Name—campus, a plain, a field
Series Pratellae Subgenus Psalliota
Species Characters. A. campestris. Pileus at first globose, then more or less campanulate, deplanate when fully expanded, thick, fleshy, sometimes smooth sometimes scaly, white, tawny, fuliginous or brown; epidermis peels easily; lamellae unequal, free or connected with the stalk, broad, at first flesh color deepening in age to light or dark brown; veil forms a partial ring-like investment more or less persistent; stalk short, stout, subequal, distinct from the pileus.
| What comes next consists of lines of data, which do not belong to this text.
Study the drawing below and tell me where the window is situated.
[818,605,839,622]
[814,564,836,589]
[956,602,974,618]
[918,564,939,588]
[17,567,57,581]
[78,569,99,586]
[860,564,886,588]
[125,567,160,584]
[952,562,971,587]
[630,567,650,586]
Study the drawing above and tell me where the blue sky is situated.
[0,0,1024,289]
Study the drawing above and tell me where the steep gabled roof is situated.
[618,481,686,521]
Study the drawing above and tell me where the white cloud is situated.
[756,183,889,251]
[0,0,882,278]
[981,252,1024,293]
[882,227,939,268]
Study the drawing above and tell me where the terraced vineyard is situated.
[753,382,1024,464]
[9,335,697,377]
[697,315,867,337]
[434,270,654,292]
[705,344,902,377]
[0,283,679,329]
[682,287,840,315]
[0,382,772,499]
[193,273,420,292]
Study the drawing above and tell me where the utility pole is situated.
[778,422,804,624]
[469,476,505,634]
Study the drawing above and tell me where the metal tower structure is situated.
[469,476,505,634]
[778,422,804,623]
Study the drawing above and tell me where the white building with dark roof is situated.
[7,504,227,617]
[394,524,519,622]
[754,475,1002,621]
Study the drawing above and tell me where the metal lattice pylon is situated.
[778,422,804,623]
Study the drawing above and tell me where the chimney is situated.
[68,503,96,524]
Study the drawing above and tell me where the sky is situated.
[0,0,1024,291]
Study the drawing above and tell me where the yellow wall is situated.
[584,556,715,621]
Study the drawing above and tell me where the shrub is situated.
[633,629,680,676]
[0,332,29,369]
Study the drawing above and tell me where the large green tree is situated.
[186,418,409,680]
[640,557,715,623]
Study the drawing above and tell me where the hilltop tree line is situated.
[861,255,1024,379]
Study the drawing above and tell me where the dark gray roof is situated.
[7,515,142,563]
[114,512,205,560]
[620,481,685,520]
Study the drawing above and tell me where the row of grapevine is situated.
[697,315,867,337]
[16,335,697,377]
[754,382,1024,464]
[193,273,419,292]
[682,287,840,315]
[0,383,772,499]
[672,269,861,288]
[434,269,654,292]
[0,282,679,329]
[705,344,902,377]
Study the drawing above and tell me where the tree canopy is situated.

There are several varieties of A. campestris common to all are a fleshy pileus & the mycelium will when under cultivation produce the A. arvensis. There is a marked difference between the wild & the cultivated A. campestris. Those which we gather from our meadows are filled with a delicious aroma, both to the smell & the taste and they form an extremely delicate & digestible diet. Those that are cultivated are neither so delicate or so healthy. Perhaps it might require an acute & cultivated taste to detect the difference but when once known it is very marked. According to Vittadini those which have a white smooth & continuous epidermis are the most sapid of any. Spores 0.00032 × 0.002 inch.